The Technology Modernization Fund announced two awards for the U.S. Postal Regulatory Commission and the Selective Service System on Monday.
The fund is still flush from a $1 billion investment from the American Rescue Plan legislation which passed in March 2021. That funding surge also ushered in new relaxed repayment guidelines and questions about how the board overseeing it will be able to scale in light of new funding. The fund's board tapped seven awardees last fall.
So far, TMF has announced over $400 million in funding commitments.
"These investments will support transformational change at these two agencies, which is exactly what the TMF is here to do," said TMF Board Chair and Federal CIO Clare Martorana in a statement about the awards.
The approximately $2.6 million award for the Postal Regulatory Commission, the agency that oversees the U.S. Postal Service, is meant to modernize the PRC's website and key systems, something that will both make the agency more transparent and accessible, said the General Services Administration in its announcement of the two awards.
The current website and docket system is over 20 years old and "at imminent risk of failure," according to the TMF website's description of the project. The data environment and tools are also antiquated, leaving economists at the agency to do analyses manually.
The goal is to have new, cloud-based applications for the PRC website, docket system and data management system.
The Selective Service System agency is going to use its approximately $5.9 million award to modernize cybersecurity at the agency, which collects information on men ages 18 to 25 to use in the event that a military draft is ordered. The SSS handles over 2 million registrations and about six million verification checks every year, GSA says.
The agency is going to use the money to migrate its registration, compliance and verification software to cloud-first software and data architecture, enhance cybersecurity measures and improve the public-facing user experience.
"The TMF is laser-focused on delivering impact and value for taxpayers, and these strategic investments will have an outsized benefit for the public," said GSA Administrator Robin Carnahan in a statement about the new awards.
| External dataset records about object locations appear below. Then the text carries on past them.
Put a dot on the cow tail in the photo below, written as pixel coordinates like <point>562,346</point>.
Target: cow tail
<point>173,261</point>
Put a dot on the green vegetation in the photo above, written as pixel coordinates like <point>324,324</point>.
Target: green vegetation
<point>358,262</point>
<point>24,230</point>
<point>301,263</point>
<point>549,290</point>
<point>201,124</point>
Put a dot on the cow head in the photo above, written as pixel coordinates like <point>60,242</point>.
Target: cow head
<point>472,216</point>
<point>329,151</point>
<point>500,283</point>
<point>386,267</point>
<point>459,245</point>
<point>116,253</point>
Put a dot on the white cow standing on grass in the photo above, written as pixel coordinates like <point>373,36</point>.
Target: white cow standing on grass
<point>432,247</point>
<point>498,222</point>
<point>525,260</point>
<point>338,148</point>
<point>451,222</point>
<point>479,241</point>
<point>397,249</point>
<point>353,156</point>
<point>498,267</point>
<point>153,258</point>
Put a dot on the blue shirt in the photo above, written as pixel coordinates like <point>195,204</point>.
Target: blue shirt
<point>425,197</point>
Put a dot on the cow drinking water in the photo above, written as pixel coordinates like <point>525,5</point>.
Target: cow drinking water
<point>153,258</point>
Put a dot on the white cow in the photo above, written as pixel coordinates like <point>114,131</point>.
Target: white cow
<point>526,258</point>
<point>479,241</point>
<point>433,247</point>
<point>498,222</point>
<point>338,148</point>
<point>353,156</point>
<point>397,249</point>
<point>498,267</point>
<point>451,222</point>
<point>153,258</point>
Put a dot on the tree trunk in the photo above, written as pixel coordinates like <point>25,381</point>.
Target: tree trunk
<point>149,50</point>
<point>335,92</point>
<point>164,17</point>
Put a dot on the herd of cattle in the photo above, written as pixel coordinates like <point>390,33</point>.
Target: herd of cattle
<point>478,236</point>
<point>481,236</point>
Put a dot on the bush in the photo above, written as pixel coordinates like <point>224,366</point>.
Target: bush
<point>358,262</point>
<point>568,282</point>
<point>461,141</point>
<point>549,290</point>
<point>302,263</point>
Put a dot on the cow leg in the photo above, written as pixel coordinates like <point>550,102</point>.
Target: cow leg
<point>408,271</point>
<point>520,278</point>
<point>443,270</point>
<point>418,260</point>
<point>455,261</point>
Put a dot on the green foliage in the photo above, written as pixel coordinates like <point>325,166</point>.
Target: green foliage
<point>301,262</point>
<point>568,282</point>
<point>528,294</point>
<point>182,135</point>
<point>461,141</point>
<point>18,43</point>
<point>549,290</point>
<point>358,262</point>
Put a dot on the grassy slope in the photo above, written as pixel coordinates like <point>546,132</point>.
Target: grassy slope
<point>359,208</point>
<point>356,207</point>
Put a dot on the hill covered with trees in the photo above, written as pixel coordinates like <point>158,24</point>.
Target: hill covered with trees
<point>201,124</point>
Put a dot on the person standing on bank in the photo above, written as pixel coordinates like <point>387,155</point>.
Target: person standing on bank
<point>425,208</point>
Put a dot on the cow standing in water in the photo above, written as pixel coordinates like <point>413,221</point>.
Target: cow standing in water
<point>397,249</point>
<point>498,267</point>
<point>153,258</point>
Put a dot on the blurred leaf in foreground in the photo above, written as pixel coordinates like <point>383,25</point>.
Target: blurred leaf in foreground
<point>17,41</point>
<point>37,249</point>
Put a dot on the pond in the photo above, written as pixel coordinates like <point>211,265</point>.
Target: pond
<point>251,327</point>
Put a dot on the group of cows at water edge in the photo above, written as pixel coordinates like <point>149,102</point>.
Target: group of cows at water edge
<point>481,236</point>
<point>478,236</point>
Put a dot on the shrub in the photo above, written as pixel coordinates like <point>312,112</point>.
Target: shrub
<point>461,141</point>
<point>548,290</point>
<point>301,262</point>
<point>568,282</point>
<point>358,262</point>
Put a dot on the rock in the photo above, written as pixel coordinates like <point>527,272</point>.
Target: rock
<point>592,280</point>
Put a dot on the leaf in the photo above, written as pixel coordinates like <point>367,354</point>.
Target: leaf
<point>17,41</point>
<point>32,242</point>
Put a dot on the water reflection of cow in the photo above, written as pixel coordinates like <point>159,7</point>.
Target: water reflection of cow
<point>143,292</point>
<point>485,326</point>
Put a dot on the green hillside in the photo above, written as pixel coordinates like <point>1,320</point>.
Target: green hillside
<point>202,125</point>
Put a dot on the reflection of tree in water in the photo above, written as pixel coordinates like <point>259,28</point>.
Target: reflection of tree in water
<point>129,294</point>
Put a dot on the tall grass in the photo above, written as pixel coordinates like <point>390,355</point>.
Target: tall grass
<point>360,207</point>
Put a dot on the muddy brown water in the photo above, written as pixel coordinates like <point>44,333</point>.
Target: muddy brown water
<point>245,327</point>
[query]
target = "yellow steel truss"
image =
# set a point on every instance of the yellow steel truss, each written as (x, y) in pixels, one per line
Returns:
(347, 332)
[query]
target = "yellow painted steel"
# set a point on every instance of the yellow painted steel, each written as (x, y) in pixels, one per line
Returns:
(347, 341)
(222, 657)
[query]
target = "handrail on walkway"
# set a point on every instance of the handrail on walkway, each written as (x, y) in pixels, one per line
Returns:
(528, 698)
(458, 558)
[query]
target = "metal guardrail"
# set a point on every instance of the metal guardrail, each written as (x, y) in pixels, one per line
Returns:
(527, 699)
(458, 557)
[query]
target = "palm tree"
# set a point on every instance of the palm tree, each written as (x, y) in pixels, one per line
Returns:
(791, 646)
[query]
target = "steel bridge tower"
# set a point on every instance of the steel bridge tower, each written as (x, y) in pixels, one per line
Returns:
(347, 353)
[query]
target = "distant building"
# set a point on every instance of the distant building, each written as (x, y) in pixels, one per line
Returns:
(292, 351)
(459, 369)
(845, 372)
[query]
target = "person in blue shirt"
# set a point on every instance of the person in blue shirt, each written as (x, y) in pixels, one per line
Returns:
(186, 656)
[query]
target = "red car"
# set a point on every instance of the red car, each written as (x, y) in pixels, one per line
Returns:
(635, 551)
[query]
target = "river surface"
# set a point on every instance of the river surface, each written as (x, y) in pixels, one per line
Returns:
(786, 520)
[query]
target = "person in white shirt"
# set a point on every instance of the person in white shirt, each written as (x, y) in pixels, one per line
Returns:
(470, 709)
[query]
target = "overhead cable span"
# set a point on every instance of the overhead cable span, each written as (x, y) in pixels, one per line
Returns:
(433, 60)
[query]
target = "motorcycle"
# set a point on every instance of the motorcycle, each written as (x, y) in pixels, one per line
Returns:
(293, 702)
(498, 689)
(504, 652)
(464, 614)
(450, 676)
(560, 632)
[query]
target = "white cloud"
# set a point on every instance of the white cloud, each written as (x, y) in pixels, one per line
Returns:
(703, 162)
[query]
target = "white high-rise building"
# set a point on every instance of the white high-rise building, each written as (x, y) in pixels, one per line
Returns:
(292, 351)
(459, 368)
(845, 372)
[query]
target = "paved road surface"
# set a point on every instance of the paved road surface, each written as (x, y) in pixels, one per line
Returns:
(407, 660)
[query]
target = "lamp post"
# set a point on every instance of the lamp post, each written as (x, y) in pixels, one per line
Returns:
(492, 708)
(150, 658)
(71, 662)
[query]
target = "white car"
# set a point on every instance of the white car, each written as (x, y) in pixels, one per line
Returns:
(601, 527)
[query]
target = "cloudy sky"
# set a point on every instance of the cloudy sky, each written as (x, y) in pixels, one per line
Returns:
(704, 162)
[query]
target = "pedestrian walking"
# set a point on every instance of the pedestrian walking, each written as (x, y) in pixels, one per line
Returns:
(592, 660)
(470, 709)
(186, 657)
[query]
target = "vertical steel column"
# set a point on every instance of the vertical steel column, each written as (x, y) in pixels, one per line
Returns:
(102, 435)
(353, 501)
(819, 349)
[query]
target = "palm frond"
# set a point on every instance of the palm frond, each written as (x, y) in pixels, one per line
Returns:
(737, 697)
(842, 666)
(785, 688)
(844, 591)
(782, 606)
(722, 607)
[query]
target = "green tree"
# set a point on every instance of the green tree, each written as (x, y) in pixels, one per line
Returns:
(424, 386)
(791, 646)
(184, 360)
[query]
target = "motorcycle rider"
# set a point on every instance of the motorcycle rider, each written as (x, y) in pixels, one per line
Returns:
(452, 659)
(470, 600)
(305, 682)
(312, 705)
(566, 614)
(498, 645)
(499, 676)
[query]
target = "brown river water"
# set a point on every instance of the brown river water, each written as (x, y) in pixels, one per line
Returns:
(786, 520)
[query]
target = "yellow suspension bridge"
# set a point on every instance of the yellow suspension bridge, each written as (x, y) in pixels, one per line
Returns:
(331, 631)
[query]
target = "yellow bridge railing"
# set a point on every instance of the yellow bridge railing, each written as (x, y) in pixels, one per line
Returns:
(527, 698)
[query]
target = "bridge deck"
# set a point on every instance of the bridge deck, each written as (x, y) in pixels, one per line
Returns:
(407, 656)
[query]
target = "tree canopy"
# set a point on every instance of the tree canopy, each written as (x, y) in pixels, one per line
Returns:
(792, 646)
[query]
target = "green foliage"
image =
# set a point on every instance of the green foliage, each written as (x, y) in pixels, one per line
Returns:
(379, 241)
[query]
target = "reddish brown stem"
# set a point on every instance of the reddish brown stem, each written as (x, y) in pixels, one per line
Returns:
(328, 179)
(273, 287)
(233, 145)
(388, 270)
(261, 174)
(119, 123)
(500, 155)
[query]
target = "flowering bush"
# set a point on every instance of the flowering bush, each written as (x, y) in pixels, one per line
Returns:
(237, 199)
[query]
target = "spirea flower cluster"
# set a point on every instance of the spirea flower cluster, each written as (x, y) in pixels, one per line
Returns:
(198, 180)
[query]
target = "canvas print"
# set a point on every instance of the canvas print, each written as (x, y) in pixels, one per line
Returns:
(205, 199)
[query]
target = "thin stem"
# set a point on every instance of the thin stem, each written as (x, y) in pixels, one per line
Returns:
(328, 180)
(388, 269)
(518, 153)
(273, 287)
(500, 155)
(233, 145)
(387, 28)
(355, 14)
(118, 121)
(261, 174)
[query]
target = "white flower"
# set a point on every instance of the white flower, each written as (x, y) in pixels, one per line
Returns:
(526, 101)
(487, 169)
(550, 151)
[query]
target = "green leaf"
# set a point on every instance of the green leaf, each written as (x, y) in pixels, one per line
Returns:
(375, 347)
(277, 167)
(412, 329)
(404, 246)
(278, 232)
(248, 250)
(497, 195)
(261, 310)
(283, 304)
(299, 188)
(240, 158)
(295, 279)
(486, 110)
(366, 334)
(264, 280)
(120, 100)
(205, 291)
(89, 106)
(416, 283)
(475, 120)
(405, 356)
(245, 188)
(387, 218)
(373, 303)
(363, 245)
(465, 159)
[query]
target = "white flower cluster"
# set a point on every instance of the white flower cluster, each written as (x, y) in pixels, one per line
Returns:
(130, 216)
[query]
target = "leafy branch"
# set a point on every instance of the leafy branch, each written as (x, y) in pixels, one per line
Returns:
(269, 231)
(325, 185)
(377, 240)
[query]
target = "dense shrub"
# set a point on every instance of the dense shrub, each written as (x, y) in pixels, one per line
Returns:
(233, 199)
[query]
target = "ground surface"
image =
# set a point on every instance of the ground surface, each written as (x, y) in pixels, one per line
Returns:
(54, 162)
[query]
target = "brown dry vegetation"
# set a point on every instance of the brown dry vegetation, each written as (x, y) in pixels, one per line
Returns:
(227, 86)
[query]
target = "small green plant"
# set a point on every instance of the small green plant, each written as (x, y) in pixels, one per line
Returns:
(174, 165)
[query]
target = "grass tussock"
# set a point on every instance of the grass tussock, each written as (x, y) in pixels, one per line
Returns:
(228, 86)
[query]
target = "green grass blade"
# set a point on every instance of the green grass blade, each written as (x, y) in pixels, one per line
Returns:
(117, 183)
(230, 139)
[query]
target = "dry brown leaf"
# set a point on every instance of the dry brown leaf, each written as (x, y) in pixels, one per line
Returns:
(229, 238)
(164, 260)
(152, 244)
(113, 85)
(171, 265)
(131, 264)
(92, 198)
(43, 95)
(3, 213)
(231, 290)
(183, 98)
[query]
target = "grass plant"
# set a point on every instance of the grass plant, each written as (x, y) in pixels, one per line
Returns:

"Hundreds of millions of Americans interact with the U.S. Postal Service and Selective Service, and these investments in the U.S. Postal Regulatory Commission and Selective Service System will make those interactions easier, more responsive, and more secure," she continued.
Rep. Gerry Connolly (D-Va.), a co-sponsor of the legislation that established the fund said that the new awards, "are another important step in bringing our federal IT into the 21st century." Connolly added that the COVID-19 pandemic, "has demonstrated that if the technology infrastructure for delivering federal assistance is unreliable or unavailable, then no amount of policy or expertise, political will, or subject matter expertise will help our constituents in need."
The fund, established in 2017, is meant to offer a flexible funding model apart from the annual appropriations process for agencies. Still, some top federal tech leaders say that the fund lacks sufficient resources to meet the overall need in terms of government-wide digital transformations, and it's clear that some agency tech leaders are still pursuing other funding mechanisms.
Login.gov, GSA's identity management solution, received the single largest TMF award at $187 million last fall.